The Moody Blues lifted “Your Wildest Dreams” as the first single, backed with “Talkin’ Talkin’.” It reached No. 1 on the Billboard Adult Contemporary chart, No. 2 on the Mainstream Rock Tracks chart, and No. 9 on the Hot 100. MTV heavily rotated the video, which intermixes present-day soundstage footage with b&w scenes of the band as a young, mid-sixties beat act (portrayed by neo-mods Mood Six). Throughout the song, Hayward sings out to a woman (played by actress Janet Spencer-Turner) who he loved as a Swinging London youth and who now, in her domesticated middle-age, seeks out the now-famous singer. They almost reunite in the final scene but cameramen and reporters whisk him away.

In August, the Moodies lifted “The Other Side of Life” as the second single, backed with “The Spirit.” In the video, a young man attends a business dinner at a Chinese restaurant where a stylish woman eyes him. Afterward, he takes a cab to a shady part of town and reluctantly enters an underworld of strange characters. There, the woman reappears with wild blue hair and matching lips. As the surreal antics climax, she approaches him for a kiss, then the video cuts back to the restaurant exterior, where the young man dreamed it all.
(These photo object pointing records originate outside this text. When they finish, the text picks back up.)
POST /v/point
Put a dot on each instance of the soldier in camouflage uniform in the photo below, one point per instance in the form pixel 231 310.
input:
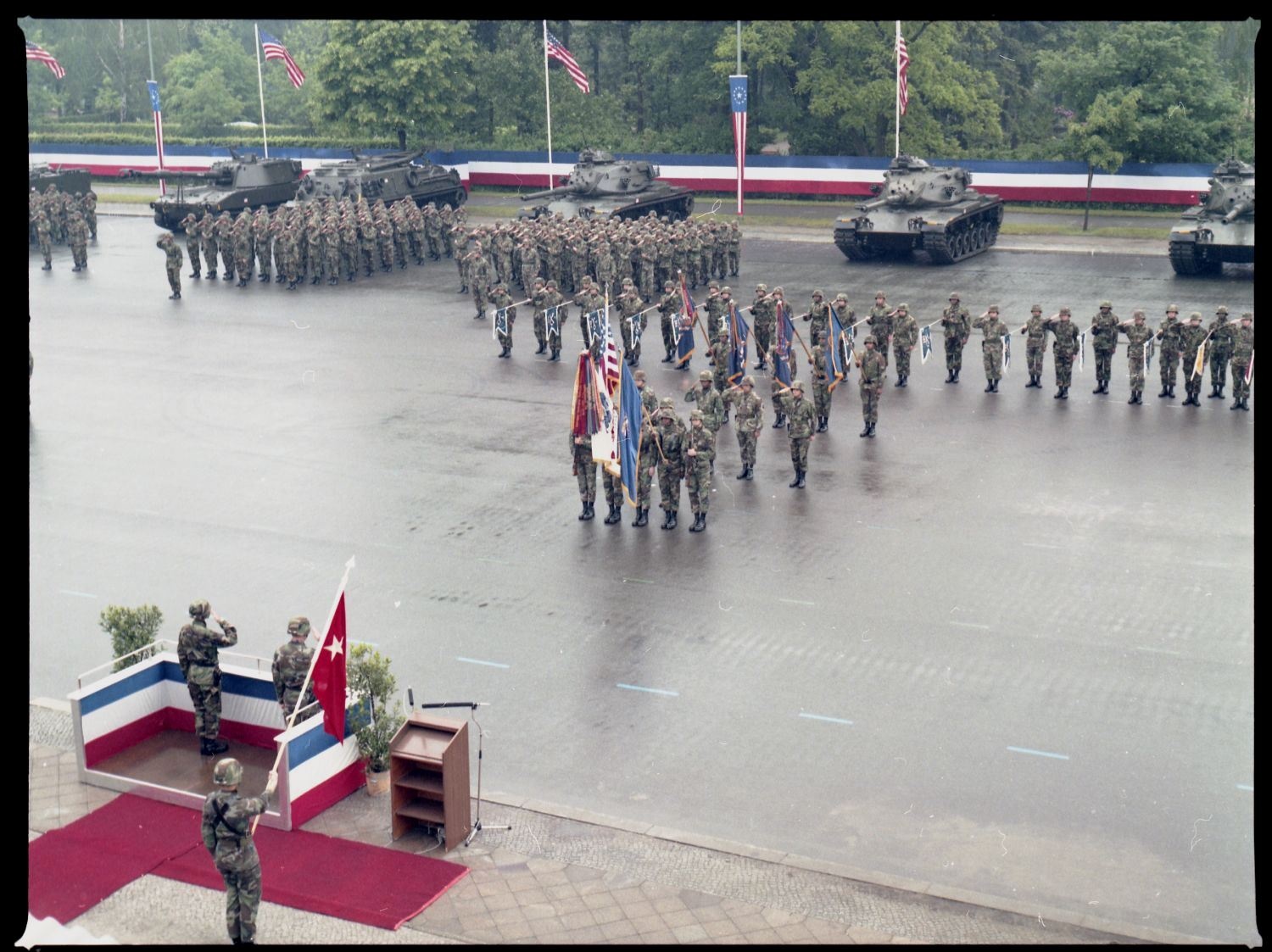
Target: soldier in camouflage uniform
pixel 1137 333
pixel 991 348
pixel 1035 345
pixel 168 246
pixel 200 664
pixel 748 419
pixel 1243 353
pixel 1104 343
pixel 1191 340
pixel 870 386
pixel 671 465
pixel 799 414
pixel 1065 350
pixel 226 830
pixel 1220 353
pixel 290 669
pixel 1168 332
pixel 958 327
pixel 905 336
pixel 699 465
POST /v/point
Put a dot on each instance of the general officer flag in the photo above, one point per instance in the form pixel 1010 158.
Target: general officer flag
pixel 628 434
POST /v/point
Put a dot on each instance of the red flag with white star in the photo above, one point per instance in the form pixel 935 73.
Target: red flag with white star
pixel 328 674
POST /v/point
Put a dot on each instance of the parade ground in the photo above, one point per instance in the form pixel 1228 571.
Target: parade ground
pixel 1002 651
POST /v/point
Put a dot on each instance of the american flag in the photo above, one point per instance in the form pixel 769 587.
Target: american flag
pixel 902 65
pixel 559 53
pixel 37 53
pixel 274 50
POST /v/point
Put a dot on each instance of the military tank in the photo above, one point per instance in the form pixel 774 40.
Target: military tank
pixel 389 177
pixel 921 208
pixel 231 185
pixel 74 181
pixel 605 187
pixel 1219 229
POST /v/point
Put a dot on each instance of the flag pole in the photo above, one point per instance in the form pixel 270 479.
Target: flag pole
pixel 547 97
pixel 259 86
pixel 897 103
pixel 331 616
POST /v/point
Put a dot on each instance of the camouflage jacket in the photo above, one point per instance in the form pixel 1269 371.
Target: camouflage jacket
pixel 748 409
pixel 198 649
pixel 229 840
pixel 290 666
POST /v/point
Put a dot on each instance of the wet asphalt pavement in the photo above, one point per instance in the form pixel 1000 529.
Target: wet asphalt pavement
pixel 1005 646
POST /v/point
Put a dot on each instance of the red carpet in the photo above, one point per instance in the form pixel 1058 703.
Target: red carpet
pixel 326 875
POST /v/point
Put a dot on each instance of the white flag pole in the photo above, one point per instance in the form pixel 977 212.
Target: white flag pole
pixel 259 86
pixel 547 94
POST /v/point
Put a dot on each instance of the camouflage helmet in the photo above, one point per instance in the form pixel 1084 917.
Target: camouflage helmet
pixel 226 773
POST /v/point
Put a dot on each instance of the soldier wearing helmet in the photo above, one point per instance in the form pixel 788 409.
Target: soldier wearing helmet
pixel 290 670
pixel 226 832
pixel 198 654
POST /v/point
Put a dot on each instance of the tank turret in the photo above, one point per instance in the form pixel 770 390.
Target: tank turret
pixel 392 175
pixel 921 208
pixel 602 186
pixel 1220 229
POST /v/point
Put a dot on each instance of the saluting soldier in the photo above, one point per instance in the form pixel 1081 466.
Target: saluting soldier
pixel 1243 353
pixel 1035 345
pixel 1169 332
pixel 1137 333
pixel 290 669
pixel 991 348
pixel 1065 350
pixel 958 327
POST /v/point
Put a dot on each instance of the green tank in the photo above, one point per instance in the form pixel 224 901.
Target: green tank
pixel 389 177
pixel 921 208
pixel 1219 229
pixel 605 187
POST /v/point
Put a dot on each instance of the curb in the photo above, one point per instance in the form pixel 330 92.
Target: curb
pixel 850 872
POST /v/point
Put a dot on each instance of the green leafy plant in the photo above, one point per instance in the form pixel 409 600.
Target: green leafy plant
pixel 130 629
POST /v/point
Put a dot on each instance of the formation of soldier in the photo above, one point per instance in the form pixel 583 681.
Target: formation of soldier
pixel 63 218
pixel 323 241
pixel 666 440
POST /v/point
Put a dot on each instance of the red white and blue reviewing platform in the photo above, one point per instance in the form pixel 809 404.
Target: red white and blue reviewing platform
pixel 766 175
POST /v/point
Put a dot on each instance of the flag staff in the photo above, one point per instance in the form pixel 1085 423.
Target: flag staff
pixel 259 86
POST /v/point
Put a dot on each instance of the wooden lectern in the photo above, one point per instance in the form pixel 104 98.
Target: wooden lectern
pixel 429 777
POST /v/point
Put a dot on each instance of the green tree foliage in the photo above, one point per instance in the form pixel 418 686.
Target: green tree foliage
pixel 130 629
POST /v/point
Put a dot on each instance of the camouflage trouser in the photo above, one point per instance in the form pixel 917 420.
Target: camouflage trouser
pixel 1103 365
pixel 242 901
pixel 1219 358
pixel 1065 366
pixel 799 452
pixel 205 694
pixel 822 396
pixel 587 472
pixel 669 476
pixel 901 354
pixel 870 402
pixel 697 481
pixel 1241 389
pixel 1033 356
pixel 992 355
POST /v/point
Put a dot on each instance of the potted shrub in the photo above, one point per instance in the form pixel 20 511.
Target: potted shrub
pixel 369 675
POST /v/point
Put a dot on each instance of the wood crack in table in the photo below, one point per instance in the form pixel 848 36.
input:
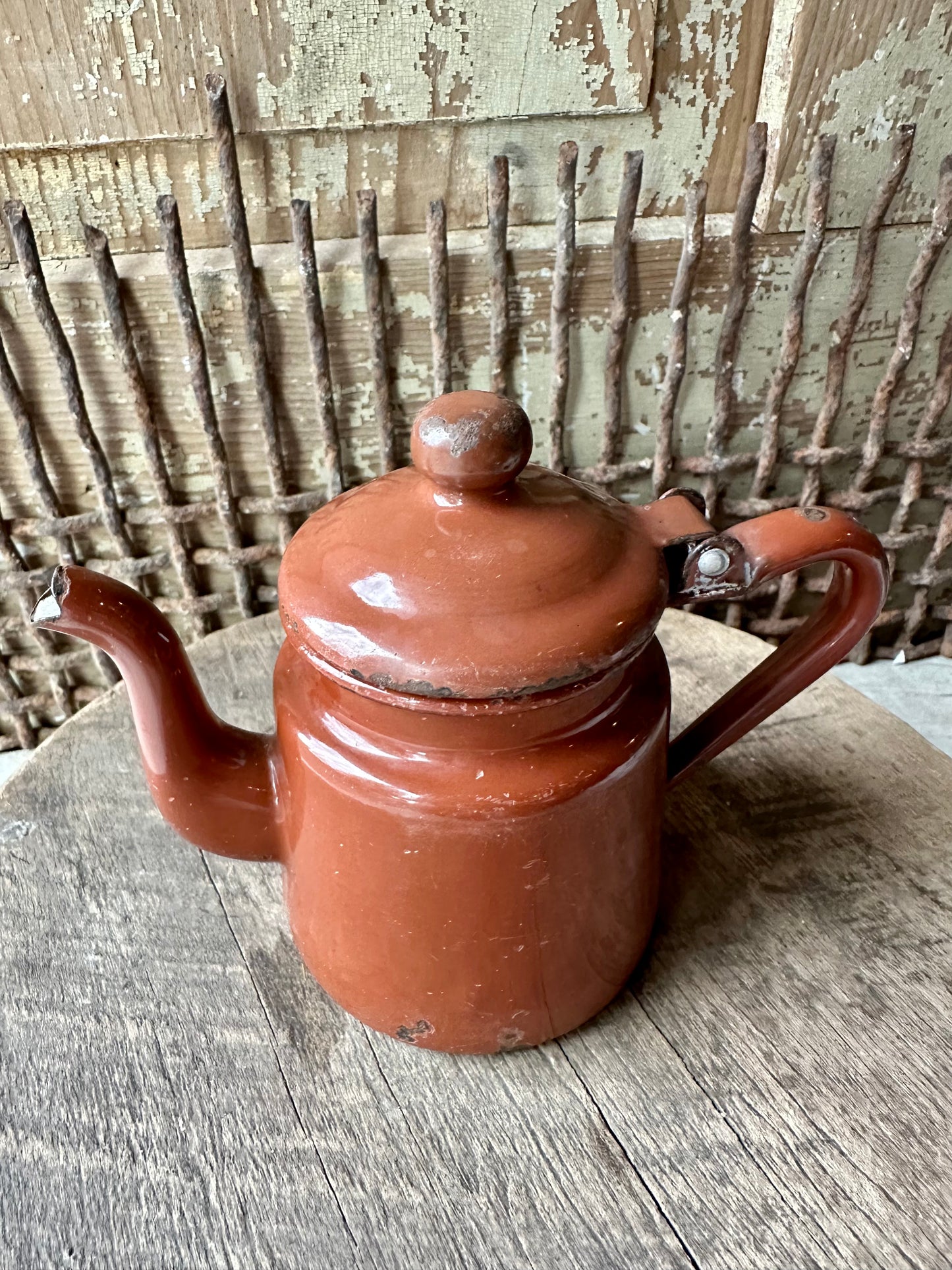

The woman, who originally boarded a cab with the others, breaks from the group and walks off with him. Throughout the video, the band mime on a tunnel platform in up-collared trench coats.

The Other Side of Life reached No. 9 on the US Billboard 200. The Moody Blues promoted the album on a four-month North American tour (June 19–Oct. 18) with modern rockers The Fixx.

Discography (1965–88):

  • The Magnificent Moodies (1965)
  • Days of Future Passed (1967)
  • In Search of the Lost Chord (1968)
  • On the Threshold of a Dream (1969)
  • To Our Children’s Children’s Children (1969)
  • A Question of Balance (1970)
  • Every Good Boy Deserves Favour (1971)
  • Seventh Sojourn (1972)
  • Octave (1978)
  • Long Distance Voyager (1981)
  • The Present (1983)
  • The Other Side of Life (1986)
  • Sur la Mer (1988)


1 thought on “The Moody Blues

  1. From the original draft (2018): “Starting with the revolutionary band/orchestra pairing Days of Future Passed in 1967, the Moody Blues issued a string of albums that combined the rhythmic thrust of rock with the lavishness and epic scope of classical music. The band went on hiatus for five years during the 1970s but regrouped late in the decade for renewed stature as a popular live attraction.”